Posted: August 1, 2014

LANGLEY, B.C. — A specialized truck driver training program planned to launch in B.C. back in April was put on hold, but the province’s trucking association says the pilot program is still forthcoming.

According to local media, the Professional Truck Driver Training Program was delayed due to funding issues, but Paul Landry, president and CEO of the B.C. Trucking Association, says sponsorship from industry sources for the program will be in line this fall.

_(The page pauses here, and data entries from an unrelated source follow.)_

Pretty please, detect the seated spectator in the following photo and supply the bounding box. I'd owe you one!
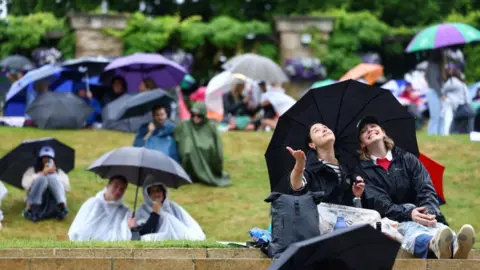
[139,78,158,93]
[75,83,102,127]
[256,81,278,131]
[223,82,259,131]
[68,175,135,241]
[103,76,127,106]
[21,146,70,222]
[132,175,206,241]
[357,116,475,259]
[174,102,231,187]
[133,105,179,162]
[286,123,365,207]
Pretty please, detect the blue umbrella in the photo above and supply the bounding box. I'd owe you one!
[5,65,83,103]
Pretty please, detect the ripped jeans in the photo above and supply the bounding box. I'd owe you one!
[398,221,454,258]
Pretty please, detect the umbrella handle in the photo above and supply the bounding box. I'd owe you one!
[132,183,140,218]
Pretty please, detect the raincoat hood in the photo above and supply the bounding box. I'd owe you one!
[191,102,207,116]
[141,175,172,214]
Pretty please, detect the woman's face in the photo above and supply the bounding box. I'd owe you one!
[139,81,147,92]
[112,80,124,94]
[359,123,385,147]
[41,156,51,165]
[192,113,203,125]
[308,123,335,149]
[148,186,165,202]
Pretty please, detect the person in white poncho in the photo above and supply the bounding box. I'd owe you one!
[133,176,206,241]
[68,175,135,241]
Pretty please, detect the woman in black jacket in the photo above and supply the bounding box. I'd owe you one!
[357,116,475,259]
[287,123,365,207]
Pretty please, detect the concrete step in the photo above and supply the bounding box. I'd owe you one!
[0,248,478,259]
[0,258,479,270]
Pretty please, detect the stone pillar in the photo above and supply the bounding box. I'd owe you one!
[68,13,128,58]
[274,16,336,97]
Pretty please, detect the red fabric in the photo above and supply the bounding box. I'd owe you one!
[176,89,191,120]
[189,87,206,102]
[400,91,420,104]
[418,153,446,204]
[376,158,392,171]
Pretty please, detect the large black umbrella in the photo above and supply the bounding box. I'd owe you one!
[101,94,152,133]
[0,55,35,71]
[265,80,417,193]
[0,138,75,189]
[62,56,111,77]
[268,224,400,270]
[26,92,93,129]
[117,89,174,120]
[87,146,192,214]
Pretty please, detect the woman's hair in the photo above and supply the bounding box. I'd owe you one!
[358,135,395,161]
[142,78,157,90]
[147,184,166,202]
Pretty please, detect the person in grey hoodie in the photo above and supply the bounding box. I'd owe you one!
[441,68,474,135]
[425,51,446,135]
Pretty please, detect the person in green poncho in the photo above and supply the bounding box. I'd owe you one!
[174,102,231,187]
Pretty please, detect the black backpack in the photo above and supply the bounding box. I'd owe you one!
[265,191,324,258]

The BCTA has been developing the driver training program for three years in conjunction with the Transportation Career Development Association (transCDA). The voluntary pilot phase is the next step in obtaining final approval for the Professional Driver Training Program from B.C.’s Industry Training Authority (ITA), the Crown agency that manages the province’s industry training system, including apprentice trade programs that provide recognized certification for graduates.

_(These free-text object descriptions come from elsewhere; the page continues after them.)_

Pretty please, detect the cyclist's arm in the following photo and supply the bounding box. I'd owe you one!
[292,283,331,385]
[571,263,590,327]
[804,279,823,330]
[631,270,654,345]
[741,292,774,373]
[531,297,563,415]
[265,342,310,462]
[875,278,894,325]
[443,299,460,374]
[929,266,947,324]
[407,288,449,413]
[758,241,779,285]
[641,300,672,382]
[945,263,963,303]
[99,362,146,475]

Similar to existing apprenticeship programs, the curriculum combines classroom and practical training with work-based learning and incorporates two work placement components that trainees must complete prior to certification.

In total, students will be required to take 60 hours of classroom learning, 180 hours behind the wheel, four weeks of supervised work, and 1000 hours of paid work-based learning.

Landry noted that the current system of passing a short test to obtain a Class 1 learner’s licence is inadequate. He said some drivers just train for the test without learning how to handle the wider variety of situations they will encounter.

“The focus is not just on getting a licence, but also learning how to be a professional driver,” explained the BCTA’s Louise Yako in a previous interview. "So the student will also learn things like fatigue management, communications skills, and customer service. It goes above and beyond just driving.”

When the pilot training program launches this fall, it will be evaluated as it unfolds by a third party assigned by the ITA. If successful, the frequency of the training program in the future will be determined by demand and the organizers of the Professional Truck Driver Training Program would like to see it become a provincial requirement.